The History of Men’s Underwear Options
Men’s underwear has come a long way from the loin cloth and the cod piece. Today, men have plenty of options when it comes to protecting the family jewels. From practical comfort to pure fashion statement, skivvies choices abound.
Men’s Underwear Basics
Perfect for sleeping (or boxing back in your great-grandfather’s day), men’s boxers give users room to feel the cool air breeze. While they traditionally don’t provide much support, they are quite comfy. Boxer shorts were originally developed in the 1920s by Everlast, a boxing company that wanted to switch from traditional sweat-inducing leather shorts to cotton-blend boxer shorts. Even with this progress, men's drawers still needed an upgrade.
Briefs, undies, jockey shorts. Love them or hate them, they’ve been around since 1935 by Cooper’s Inc. Great for hipster skinny jeans, men’s briefs provide easy access, full coverage, and less bunching. The minimal coverage accentuates the gams, among other things. If you are a minimalist at heart, maybe briefs are the pick for you.
Popularized in the 1990s, boxer briefs provide the best of both worlds. Supportive while providing full coverage and a more modern look, these bad boys hug in all of the right places. Optimal for any shape and size, boxer briefs will keep you snug and secure. Modern boxer briefs have the added benefits of advanced fabrics for key properties such as moisture wicking, stretch and breathability.
Long johns, or thermal underwear, is choice for the outdoorsman or simply a dude freezing his nether regions off in the cold. Trapping heat and insulating the body against freezing conditions, long johns can be made from a variety of material blends. Hailing from 17th century England, men’s long johns did not reach popularity until the 18th century when it came to sleeping options. Fun fact: they were supposedly named after an infamous knife fighter who enjoyed taking on adversaries in his underwear. You, too, can be a “long john”, but perhaps without the knife fighting.

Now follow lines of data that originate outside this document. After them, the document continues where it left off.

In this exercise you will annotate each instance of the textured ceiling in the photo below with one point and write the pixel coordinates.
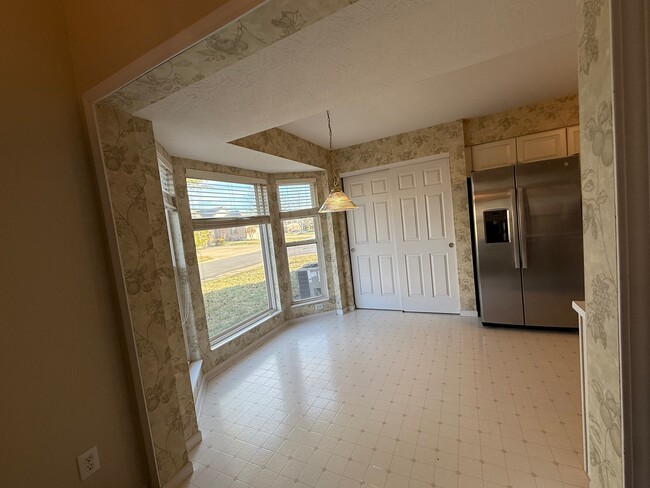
(384, 67)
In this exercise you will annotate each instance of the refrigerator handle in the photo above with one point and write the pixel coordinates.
(513, 229)
(521, 221)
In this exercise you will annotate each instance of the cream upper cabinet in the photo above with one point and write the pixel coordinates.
(573, 140)
(494, 154)
(543, 145)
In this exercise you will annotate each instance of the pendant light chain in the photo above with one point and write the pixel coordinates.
(336, 201)
(329, 127)
(335, 174)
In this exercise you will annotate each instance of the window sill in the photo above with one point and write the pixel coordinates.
(310, 302)
(221, 341)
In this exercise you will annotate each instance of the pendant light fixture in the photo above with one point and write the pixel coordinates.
(336, 201)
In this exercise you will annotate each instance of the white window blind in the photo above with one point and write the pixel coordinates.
(211, 199)
(296, 196)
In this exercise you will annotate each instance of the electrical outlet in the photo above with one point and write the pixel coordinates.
(88, 463)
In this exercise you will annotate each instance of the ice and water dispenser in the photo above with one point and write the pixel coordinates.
(496, 226)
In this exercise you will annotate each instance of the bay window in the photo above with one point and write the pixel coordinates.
(302, 238)
(230, 218)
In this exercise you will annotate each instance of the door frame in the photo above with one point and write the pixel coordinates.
(631, 112)
(166, 50)
(398, 164)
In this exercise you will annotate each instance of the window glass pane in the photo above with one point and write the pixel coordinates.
(223, 199)
(304, 271)
(299, 229)
(233, 276)
(295, 196)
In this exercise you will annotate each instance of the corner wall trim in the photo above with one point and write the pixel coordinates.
(178, 479)
(468, 313)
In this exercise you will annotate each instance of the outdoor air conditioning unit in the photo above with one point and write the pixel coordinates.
(308, 281)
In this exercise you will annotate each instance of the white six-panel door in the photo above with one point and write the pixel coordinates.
(372, 242)
(402, 238)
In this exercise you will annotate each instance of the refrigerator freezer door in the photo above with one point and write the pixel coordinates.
(550, 233)
(495, 228)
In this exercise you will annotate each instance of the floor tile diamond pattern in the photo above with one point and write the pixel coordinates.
(396, 400)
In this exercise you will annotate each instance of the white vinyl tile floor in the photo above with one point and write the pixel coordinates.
(396, 400)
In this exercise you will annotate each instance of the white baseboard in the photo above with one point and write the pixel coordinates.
(178, 479)
(468, 313)
(343, 311)
(193, 441)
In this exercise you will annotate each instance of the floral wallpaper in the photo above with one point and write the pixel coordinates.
(603, 393)
(535, 117)
(272, 21)
(443, 138)
(129, 157)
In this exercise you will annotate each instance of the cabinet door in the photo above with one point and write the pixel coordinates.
(573, 140)
(494, 154)
(543, 145)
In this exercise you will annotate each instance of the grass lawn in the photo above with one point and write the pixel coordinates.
(231, 299)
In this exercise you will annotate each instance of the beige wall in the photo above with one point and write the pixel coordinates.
(65, 385)
(107, 35)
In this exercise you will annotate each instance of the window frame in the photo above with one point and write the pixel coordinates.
(266, 242)
(318, 236)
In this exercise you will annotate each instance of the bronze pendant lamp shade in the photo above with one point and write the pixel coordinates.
(336, 201)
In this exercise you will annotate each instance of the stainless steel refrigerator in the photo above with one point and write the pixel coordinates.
(528, 235)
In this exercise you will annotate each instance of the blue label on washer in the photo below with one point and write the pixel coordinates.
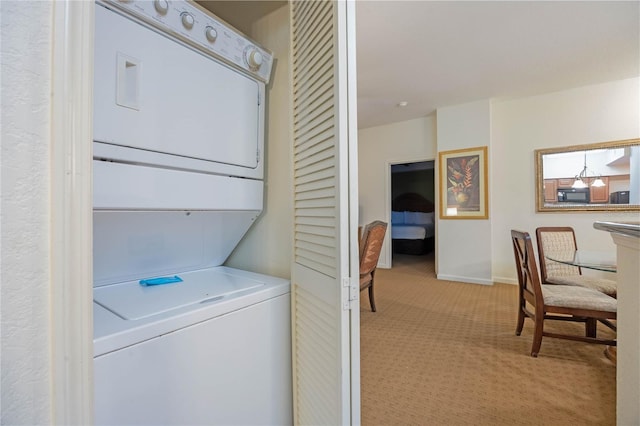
(161, 280)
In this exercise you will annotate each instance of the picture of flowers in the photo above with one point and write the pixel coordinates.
(463, 184)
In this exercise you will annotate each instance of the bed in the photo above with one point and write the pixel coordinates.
(412, 224)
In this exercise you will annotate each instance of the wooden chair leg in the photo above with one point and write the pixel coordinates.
(591, 327)
(537, 335)
(371, 301)
(520, 321)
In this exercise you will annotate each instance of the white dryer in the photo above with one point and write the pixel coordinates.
(178, 167)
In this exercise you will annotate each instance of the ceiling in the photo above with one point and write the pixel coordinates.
(433, 54)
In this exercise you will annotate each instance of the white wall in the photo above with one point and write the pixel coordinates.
(267, 246)
(464, 245)
(479, 250)
(597, 113)
(378, 148)
(25, 365)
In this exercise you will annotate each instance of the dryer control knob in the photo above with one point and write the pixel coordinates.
(162, 6)
(187, 20)
(211, 34)
(254, 59)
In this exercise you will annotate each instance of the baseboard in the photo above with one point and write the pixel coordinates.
(505, 280)
(464, 279)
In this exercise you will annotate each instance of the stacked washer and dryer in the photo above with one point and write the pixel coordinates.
(179, 109)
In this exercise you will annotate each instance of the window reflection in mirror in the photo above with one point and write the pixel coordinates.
(594, 177)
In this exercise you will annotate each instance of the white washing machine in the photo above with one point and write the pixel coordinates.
(178, 167)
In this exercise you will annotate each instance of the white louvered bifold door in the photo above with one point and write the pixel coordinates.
(326, 337)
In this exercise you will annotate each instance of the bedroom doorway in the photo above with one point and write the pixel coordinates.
(411, 204)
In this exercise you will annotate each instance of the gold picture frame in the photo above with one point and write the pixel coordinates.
(463, 183)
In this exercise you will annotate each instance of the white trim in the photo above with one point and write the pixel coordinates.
(71, 217)
(354, 255)
(505, 280)
(467, 280)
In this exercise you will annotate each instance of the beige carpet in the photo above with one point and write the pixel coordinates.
(446, 353)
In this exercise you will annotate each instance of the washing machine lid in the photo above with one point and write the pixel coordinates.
(133, 301)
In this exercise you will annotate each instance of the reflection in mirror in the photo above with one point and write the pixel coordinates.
(595, 177)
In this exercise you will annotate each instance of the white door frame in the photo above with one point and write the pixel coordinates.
(71, 213)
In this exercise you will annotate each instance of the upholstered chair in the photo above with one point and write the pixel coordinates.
(543, 302)
(370, 247)
(559, 239)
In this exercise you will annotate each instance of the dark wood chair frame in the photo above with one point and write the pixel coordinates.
(530, 291)
(543, 263)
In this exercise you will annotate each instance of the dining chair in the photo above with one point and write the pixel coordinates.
(542, 302)
(563, 238)
(371, 245)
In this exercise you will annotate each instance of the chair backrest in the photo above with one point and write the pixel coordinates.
(526, 268)
(555, 238)
(371, 245)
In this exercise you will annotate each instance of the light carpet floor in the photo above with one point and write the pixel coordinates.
(445, 353)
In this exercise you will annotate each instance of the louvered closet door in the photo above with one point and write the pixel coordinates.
(326, 338)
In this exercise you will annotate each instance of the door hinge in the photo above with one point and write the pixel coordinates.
(350, 293)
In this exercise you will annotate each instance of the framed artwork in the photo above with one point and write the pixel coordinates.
(463, 184)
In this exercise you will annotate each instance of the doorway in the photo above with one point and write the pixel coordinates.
(411, 204)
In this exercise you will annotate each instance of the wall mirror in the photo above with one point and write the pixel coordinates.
(595, 177)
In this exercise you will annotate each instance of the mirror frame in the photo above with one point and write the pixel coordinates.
(540, 205)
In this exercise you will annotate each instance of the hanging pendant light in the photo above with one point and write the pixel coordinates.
(598, 182)
(580, 183)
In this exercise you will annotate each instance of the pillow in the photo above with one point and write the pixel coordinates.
(418, 218)
(397, 218)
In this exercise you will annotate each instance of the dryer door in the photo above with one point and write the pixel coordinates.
(157, 95)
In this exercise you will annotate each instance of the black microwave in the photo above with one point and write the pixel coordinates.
(573, 195)
(619, 197)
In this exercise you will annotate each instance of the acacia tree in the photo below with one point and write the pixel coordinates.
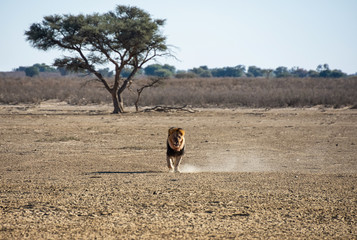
(127, 38)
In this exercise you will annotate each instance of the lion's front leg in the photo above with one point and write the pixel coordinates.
(177, 164)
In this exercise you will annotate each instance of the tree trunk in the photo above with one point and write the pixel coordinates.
(115, 103)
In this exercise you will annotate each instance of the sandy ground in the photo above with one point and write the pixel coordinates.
(71, 172)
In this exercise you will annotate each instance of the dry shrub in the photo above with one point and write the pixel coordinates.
(198, 92)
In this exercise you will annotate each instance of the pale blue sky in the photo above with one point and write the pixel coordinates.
(264, 33)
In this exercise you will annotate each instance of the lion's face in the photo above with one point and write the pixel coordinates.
(176, 138)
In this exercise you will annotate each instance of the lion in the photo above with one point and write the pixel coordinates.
(175, 148)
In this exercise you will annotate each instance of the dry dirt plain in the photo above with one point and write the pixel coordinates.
(71, 172)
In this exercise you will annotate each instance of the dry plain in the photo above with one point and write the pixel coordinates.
(78, 172)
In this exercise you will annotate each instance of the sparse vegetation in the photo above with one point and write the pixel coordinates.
(197, 92)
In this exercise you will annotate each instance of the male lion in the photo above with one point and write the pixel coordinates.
(175, 148)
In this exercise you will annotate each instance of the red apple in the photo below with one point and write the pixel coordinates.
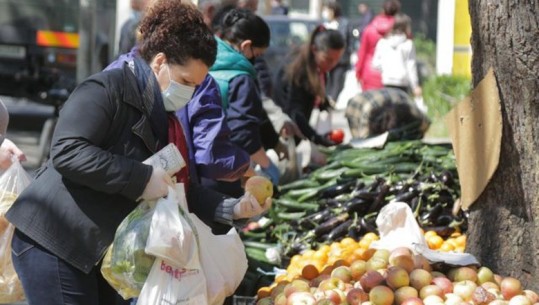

Men’s jockstraps were invented in the late 19th century for cyclists and overall sporty spices. The term “jock” is actually derived from “jock strap”, meaning a strap for athletes’ goods. Giving full front coverage with a room for a protective guard, jock straps are open in the back and have elastics waist and thigh bands. They can also be used as men’s lingerie, because women can’t have all the fun in that market.
If you want breathable, comfortable briefs with a boost, men’s performance underwear are the choice for you. Thanks in part to the fitness craze, modern men's underwear has probably advanced more than modern men. Advanced technical fabrics make for an amazing base layer. We've come a long long way since the days of the leather cod piece.
With so many men’s underwear options, what’s the right fit for you?